Vielleicht war es schon längst beim Spaziergang passiert, als sich ihre Hände kurz berührt hatten. Vielleicht war es aber auch sein Blick danach. Wie er sie gemustert hatte, wie er sie angesehen hatte. Egal, wann es passiert war, es war passiert. Nie hätte sie gedacht, dass es so kommen würde. Niemals. Oder?
Vielleicht ja doch und sie wollte es sich nur nie eingestehen. Sogar da, als es eigentlich schon klar war, hatte sie versucht es ihr gegenüber zu leugnen.
Sie hätten sich fast...Aber eben nur fast!
Nur wegen der Nase. Dumme Nase.
Nein, dummer Marc, der sie Ryan gebrochen, oder zumindest angebrochen haben musste.
Dumme Calleigh, die es überhaupt mit Marc soweit kommen ließ.
Also ist sie schuld daran, dass es nicht passiert war.
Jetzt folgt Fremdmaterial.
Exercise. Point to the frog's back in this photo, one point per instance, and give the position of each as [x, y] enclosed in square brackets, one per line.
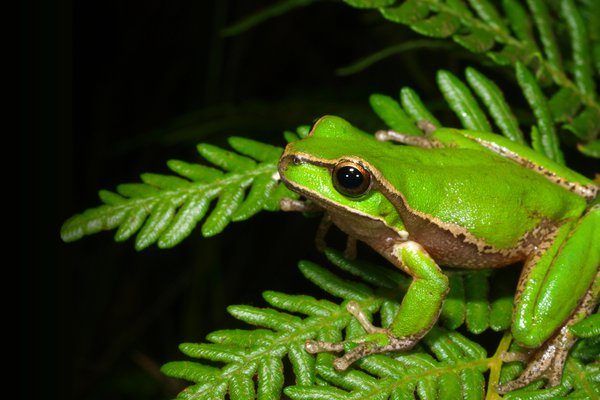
[494, 198]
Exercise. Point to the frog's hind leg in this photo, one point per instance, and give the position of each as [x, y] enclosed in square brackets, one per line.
[418, 311]
[549, 361]
[558, 287]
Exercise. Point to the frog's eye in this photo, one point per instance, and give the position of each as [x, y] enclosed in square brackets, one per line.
[351, 179]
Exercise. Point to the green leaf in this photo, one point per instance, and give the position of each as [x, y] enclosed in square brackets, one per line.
[580, 48]
[229, 201]
[477, 40]
[453, 309]
[488, 13]
[564, 104]
[477, 312]
[520, 22]
[440, 25]
[548, 140]
[258, 151]
[544, 23]
[165, 209]
[157, 222]
[587, 328]
[493, 98]
[591, 149]
[192, 211]
[270, 378]
[461, 101]
[369, 3]
[194, 172]
[586, 125]
[227, 160]
[412, 104]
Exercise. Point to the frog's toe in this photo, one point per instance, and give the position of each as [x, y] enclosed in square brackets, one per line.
[548, 362]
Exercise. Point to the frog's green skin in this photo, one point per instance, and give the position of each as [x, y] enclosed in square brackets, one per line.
[459, 199]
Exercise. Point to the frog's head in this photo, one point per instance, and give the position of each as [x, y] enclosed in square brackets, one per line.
[332, 168]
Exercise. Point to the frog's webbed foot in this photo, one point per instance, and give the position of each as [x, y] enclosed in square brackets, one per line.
[377, 340]
[546, 362]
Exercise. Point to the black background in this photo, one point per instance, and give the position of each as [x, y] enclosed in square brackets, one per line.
[112, 89]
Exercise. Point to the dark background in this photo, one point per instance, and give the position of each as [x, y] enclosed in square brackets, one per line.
[113, 89]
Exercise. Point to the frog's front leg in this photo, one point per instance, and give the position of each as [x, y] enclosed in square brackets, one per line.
[559, 286]
[418, 312]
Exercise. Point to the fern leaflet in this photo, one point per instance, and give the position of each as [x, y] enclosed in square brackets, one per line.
[445, 365]
[164, 209]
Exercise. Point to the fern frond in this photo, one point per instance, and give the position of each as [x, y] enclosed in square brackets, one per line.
[164, 209]
[481, 28]
[445, 365]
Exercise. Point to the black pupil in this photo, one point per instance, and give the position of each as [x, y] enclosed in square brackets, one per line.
[350, 177]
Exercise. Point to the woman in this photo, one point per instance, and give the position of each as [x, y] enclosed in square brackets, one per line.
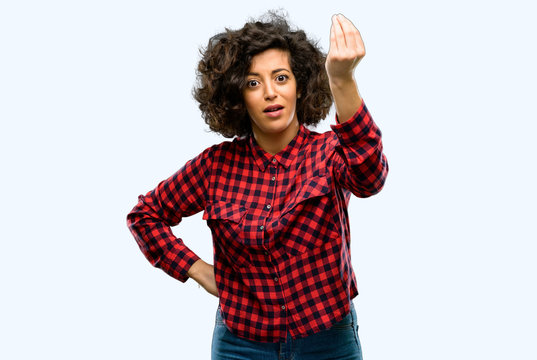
[276, 196]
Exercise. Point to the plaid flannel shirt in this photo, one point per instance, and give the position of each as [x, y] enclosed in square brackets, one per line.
[279, 223]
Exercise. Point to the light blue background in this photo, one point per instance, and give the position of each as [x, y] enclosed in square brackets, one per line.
[96, 108]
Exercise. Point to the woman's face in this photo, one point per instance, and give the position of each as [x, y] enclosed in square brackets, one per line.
[270, 94]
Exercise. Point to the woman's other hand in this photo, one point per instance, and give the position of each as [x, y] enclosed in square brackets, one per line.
[203, 274]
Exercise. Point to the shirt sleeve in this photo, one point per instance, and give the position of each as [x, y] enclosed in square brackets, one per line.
[150, 221]
[359, 164]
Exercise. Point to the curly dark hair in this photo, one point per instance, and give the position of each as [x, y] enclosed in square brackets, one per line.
[223, 68]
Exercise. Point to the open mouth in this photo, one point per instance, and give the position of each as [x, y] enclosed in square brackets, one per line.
[273, 108]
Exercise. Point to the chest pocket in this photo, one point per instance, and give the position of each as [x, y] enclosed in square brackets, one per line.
[304, 232]
[313, 187]
[225, 219]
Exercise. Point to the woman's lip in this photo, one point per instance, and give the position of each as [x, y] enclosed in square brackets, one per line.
[275, 106]
[274, 113]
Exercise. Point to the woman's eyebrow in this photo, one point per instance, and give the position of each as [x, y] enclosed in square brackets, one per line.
[273, 72]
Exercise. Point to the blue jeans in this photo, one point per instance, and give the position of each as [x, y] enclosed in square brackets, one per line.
[340, 342]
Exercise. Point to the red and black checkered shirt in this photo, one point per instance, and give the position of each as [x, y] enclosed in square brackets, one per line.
[279, 223]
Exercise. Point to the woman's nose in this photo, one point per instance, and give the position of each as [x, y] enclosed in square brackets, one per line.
[270, 92]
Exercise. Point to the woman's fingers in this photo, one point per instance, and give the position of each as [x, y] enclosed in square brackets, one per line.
[346, 48]
[353, 39]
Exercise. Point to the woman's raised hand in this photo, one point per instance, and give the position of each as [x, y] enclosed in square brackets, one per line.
[346, 49]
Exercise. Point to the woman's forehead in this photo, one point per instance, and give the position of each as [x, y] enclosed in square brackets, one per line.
[270, 60]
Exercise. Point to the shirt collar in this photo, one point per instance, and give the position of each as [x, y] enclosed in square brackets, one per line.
[285, 157]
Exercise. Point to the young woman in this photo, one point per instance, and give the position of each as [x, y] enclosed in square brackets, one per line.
[276, 196]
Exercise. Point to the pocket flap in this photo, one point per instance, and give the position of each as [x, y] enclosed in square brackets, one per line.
[313, 187]
[224, 211]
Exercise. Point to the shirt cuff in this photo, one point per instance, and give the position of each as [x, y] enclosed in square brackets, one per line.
[352, 130]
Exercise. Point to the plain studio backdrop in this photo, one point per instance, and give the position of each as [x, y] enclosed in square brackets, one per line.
[96, 109]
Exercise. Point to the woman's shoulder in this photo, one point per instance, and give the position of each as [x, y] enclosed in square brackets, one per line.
[217, 150]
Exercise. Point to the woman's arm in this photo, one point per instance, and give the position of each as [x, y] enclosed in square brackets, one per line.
[150, 221]
[346, 51]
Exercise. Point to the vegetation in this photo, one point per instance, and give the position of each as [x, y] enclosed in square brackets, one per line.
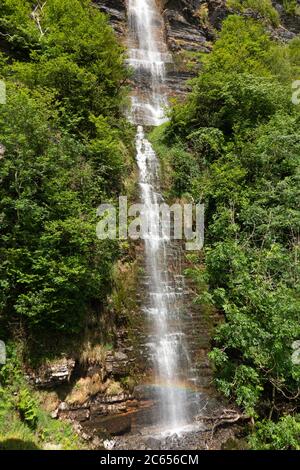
[24, 425]
[234, 145]
[65, 149]
[263, 8]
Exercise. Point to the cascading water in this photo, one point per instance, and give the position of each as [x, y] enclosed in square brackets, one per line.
[148, 55]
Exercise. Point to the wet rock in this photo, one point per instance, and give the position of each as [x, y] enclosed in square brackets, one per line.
[153, 443]
[51, 375]
[117, 364]
[50, 446]
[116, 10]
[116, 425]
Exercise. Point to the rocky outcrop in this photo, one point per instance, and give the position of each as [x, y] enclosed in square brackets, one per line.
[116, 10]
[52, 375]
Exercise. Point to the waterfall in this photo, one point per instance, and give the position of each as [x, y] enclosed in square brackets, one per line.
[148, 56]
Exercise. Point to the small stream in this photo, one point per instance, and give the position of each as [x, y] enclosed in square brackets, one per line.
[167, 343]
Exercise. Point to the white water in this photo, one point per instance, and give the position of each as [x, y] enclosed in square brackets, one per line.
[148, 55]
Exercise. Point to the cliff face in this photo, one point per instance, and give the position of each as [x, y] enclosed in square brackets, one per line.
[116, 10]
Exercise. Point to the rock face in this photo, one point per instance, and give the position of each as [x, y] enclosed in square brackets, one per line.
[116, 10]
[52, 375]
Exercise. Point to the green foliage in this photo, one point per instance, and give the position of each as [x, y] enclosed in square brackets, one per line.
[242, 136]
[264, 8]
[284, 435]
[23, 424]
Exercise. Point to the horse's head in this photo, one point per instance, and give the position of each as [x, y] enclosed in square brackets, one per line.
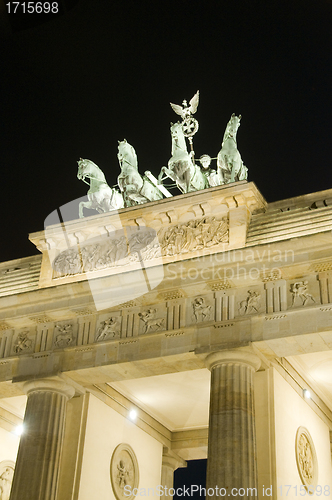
[233, 125]
[126, 154]
[85, 168]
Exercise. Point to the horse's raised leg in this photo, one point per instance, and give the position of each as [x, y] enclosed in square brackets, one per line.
[83, 204]
[168, 173]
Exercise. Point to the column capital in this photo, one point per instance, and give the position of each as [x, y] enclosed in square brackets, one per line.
[242, 356]
[49, 385]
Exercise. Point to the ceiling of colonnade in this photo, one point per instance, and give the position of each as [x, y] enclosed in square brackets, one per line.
[180, 401]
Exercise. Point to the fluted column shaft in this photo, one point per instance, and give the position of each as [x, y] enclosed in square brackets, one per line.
[232, 445]
[38, 458]
[169, 465]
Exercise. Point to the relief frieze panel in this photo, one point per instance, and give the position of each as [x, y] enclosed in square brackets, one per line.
[122, 247]
[196, 234]
[159, 315]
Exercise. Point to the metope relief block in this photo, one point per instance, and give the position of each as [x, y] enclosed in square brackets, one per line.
[23, 342]
[201, 310]
[44, 337]
[276, 296]
[176, 314]
[325, 287]
[64, 335]
[151, 321]
[251, 304]
[300, 294]
[109, 329]
[224, 305]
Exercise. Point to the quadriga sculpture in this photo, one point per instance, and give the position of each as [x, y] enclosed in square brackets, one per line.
[135, 188]
[101, 197]
[230, 164]
[181, 169]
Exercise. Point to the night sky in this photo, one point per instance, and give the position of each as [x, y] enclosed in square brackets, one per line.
[74, 84]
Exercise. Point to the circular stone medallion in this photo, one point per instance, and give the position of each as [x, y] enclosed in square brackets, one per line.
[6, 478]
[306, 458]
[124, 472]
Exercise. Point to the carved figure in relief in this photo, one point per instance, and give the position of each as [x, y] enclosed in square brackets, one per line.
[251, 303]
[202, 311]
[194, 235]
[23, 343]
[151, 323]
[65, 335]
[300, 289]
[6, 479]
[135, 188]
[181, 169]
[101, 197]
[305, 459]
[108, 329]
[123, 474]
[230, 164]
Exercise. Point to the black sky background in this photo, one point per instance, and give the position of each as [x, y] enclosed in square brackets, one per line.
[106, 70]
[72, 85]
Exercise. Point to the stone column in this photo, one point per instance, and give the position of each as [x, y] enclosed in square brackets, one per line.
[38, 458]
[232, 447]
[170, 463]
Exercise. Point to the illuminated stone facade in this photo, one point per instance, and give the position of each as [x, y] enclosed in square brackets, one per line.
[213, 297]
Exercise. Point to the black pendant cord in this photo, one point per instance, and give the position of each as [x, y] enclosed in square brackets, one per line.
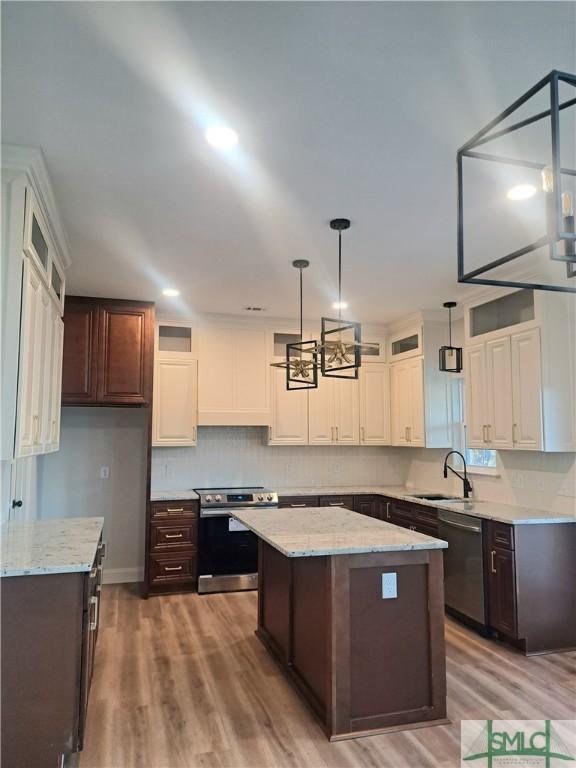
[301, 335]
[340, 275]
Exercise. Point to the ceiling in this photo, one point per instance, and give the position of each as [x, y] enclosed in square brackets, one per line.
[342, 108]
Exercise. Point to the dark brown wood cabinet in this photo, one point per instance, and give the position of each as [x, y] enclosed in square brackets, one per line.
[171, 553]
[49, 625]
[108, 352]
[502, 588]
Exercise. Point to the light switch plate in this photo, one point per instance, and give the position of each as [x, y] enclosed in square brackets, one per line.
[389, 586]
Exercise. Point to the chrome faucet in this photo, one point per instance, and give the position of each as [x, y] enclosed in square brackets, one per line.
[464, 477]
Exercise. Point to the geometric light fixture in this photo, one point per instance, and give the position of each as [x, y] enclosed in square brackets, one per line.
[517, 191]
[341, 345]
[450, 357]
[301, 363]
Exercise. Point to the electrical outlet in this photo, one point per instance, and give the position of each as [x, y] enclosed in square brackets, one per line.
[389, 586]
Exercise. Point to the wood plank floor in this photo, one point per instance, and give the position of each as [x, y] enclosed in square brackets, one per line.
[182, 682]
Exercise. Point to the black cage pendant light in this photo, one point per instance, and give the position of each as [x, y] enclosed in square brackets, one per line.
[450, 357]
[301, 363]
[517, 192]
[341, 345]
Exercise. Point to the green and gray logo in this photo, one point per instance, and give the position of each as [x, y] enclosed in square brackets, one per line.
[517, 742]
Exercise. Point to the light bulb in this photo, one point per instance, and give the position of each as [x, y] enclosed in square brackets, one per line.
[547, 179]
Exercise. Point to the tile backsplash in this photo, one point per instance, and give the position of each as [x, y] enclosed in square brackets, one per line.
[238, 456]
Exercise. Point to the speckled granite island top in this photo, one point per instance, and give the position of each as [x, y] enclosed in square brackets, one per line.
[489, 510]
[49, 546]
[319, 531]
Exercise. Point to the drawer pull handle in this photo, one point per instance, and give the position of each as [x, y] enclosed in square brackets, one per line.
[94, 601]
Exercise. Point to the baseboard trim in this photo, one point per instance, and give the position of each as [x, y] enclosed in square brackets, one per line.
[122, 575]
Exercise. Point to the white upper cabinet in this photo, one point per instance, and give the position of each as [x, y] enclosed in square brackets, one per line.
[175, 404]
[476, 408]
[233, 376]
[407, 403]
[499, 393]
[526, 390]
[375, 404]
[175, 401]
[520, 372]
[334, 412]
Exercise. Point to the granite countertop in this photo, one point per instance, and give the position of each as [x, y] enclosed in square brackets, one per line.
[49, 546]
[187, 495]
[316, 531]
[489, 510]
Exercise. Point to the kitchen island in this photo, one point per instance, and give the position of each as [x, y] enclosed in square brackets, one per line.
[353, 611]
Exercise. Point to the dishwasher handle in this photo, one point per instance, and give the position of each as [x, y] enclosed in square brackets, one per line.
[474, 528]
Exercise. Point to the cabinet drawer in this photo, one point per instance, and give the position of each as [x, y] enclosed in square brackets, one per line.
[164, 536]
[170, 510]
[171, 567]
[501, 535]
[337, 501]
[298, 501]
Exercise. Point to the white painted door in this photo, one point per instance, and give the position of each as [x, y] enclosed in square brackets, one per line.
[346, 412]
[400, 406]
[31, 359]
[374, 404]
[527, 390]
[475, 396]
[417, 427]
[289, 412]
[321, 427]
[499, 393]
[175, 409]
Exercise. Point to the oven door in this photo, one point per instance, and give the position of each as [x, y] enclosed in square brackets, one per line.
[225, 546]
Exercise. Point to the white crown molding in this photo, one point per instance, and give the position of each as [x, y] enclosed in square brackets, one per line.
[30, 161]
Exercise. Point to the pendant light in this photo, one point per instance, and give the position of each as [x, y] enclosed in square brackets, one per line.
[450, 357]
[341, 345]
[301, 363]
[514, 178]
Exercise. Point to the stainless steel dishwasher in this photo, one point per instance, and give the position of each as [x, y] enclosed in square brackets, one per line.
[463, 565]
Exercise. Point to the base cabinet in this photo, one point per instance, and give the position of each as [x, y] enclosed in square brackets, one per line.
[49, 626]
[171, 552]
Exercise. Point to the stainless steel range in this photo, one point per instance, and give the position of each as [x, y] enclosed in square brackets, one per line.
[227, 550]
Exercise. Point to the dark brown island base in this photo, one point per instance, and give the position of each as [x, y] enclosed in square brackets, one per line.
[352, 609]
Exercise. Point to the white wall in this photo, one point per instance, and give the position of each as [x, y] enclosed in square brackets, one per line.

Ärger steigt in ihr auf, wie heißes kochendes Wasser. Wie blöd sie gewesen war. Warum musste sie auch diesem bescheuerten, irren Marc hinterher rennen, wo doch die Lösung so nah war?
Vor etwa zwei Stunden hatte sie Ryan schließlich zu seinem Auto gefahren. Wieder hatten sie die ganze Fahrt über geschwiegen. Keiner hatte sich getraut ES, das was fast passiert wäre, anzusprechen. Es war nicht so, dass es ihnen unangenehm war, jedenfalls von Calleighs Seite aus. Sie hatte sich nur irgendwie nicht getraut. Vielleicht hatte sie Angst, vor seiner Reaktion. Obwohl sie sich im Nachhinein fragt, vor was einer Reaktion sie Angst gehabt haben hätte können. Vielleicht hatte sie auch einfach nur darauf gewartet, dass er etwas sagte und bei ihm war es wahrscheinlich genau umgekehrt gewesen. Aber andererseits: Was sollte man auch zu so einem Thema sagen? „Sorry, aber Morgen klappt es bestimmt?" Eben. Eigentlich kann man dazu gar nichts sagen.
„Bis Morgen.", hatte er ihr zugeflüstert, bevor er die Autotür zuschlug und sein Schatten von der Dunkelheit verschluckt wurde.
Morgen. Es ist Zeit, einen Schritt nach vorne zu wagen. Jetzt, wo sie sich mit ihren Gefühlen im Klaren ist und auch darüber, dass sie nichts dagegen tun kann, wird sie ihn einfach fragen. Morgen.